Its Visa’s latest foray into space adds to its 70+ crypto partnerships.The San Francisco-based company is already joining forces It competes with FTX competitors Coinbase and Binance. Rival Mastercard has a similar partnership. partnership Powered by NFT and Bakkt’s Coinbase let Banks and merchants within its network offer crypto-related services. American Express says it is considering using cards and networks with stablecoins that are pegged at a $1 price. But the CEO said earlier this year that consumers shouldn’t expect him to see cards linked to Amex crypto.”in a few days.”
FTX CEO Sam Bankman-Fried acknowledges the irony of these partnerships. Cryptocurrencies like Bitcoin were originally designed to circumvent banks and intermediaries. However, banks and payment companies are suddenly embracing the technology as cryptocurrencies become mainstream and contribute to increased payment volumes.
FTX CEO Sam Bankman-Fried told CNBC by phone. “There are decisions you have to make as a traditional payments company. Do you want to commit to this or do you want to fight it? I respect the fact that many of them are committed to it.”
Bankman-Fried also said enabling card payments is key to market growth beyond speculative assets and stores of value. A partnership with Visa allows merchants to easily accept cryptocurrencies without having to set up their own technology, Visa and his FTX converts on the backend. As Prabhu says, “everything happens behind the scenes.”
Both executives said the biggest opportunities lie in emerging markets, where currency volatility and inflation make access to digital assets more attractive. Respectively.

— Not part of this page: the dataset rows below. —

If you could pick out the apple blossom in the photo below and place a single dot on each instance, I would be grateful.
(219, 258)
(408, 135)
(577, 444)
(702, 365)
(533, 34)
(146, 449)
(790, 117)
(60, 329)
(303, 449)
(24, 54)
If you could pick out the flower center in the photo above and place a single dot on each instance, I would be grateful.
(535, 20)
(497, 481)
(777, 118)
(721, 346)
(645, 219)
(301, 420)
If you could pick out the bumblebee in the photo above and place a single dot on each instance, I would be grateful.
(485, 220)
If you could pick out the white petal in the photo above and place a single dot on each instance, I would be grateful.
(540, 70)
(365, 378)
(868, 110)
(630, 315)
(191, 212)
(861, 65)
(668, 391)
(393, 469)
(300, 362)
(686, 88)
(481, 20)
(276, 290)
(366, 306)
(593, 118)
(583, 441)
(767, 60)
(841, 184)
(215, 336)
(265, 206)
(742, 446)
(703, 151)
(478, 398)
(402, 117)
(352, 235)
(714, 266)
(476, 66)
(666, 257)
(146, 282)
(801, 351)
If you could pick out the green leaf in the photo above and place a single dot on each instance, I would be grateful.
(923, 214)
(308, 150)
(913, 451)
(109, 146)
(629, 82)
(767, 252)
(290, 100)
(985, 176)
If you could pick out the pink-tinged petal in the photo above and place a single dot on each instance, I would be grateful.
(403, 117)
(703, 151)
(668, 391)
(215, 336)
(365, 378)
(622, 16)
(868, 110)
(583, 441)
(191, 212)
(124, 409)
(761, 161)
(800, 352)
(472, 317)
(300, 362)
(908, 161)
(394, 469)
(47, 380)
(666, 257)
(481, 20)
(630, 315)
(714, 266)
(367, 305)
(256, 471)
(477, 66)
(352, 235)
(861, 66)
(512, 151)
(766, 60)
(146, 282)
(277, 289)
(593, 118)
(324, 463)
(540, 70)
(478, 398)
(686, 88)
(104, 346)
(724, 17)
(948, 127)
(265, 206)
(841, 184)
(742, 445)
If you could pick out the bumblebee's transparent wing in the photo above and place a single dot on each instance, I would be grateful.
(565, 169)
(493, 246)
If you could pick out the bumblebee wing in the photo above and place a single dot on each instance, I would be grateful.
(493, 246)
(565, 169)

“A lot of things like these are potentially cool and valuable in the US, but even more so globally,” said Bankman-Fried. “It’s where you find very poor alternatives to payment rails and very high demand for the better.”
Visa’s Prabhu pointed to the demand for stablecoins that track the price of the dollar or other fiat currencies. The CFO said he often sees people opening accounts to hold cryptocurrencies and “using them like they would a bank account.”
Despite mainstream adoption and the adoption of the technology by Fortune 500 companies like Visa, the industry has had several high-profile explosions this year. Lenders Celsius and Voyager filed for bankruptcy after freezing withdrawals, and the failure of hedge fund Three Arrows Capital wiped billions of dollars from the market in a matter of days. His CFO of Visa says so far the company has managed to avoid exposure to the cryptocurrency crisis.
“Nothing is without risk. I’ve been doing it.”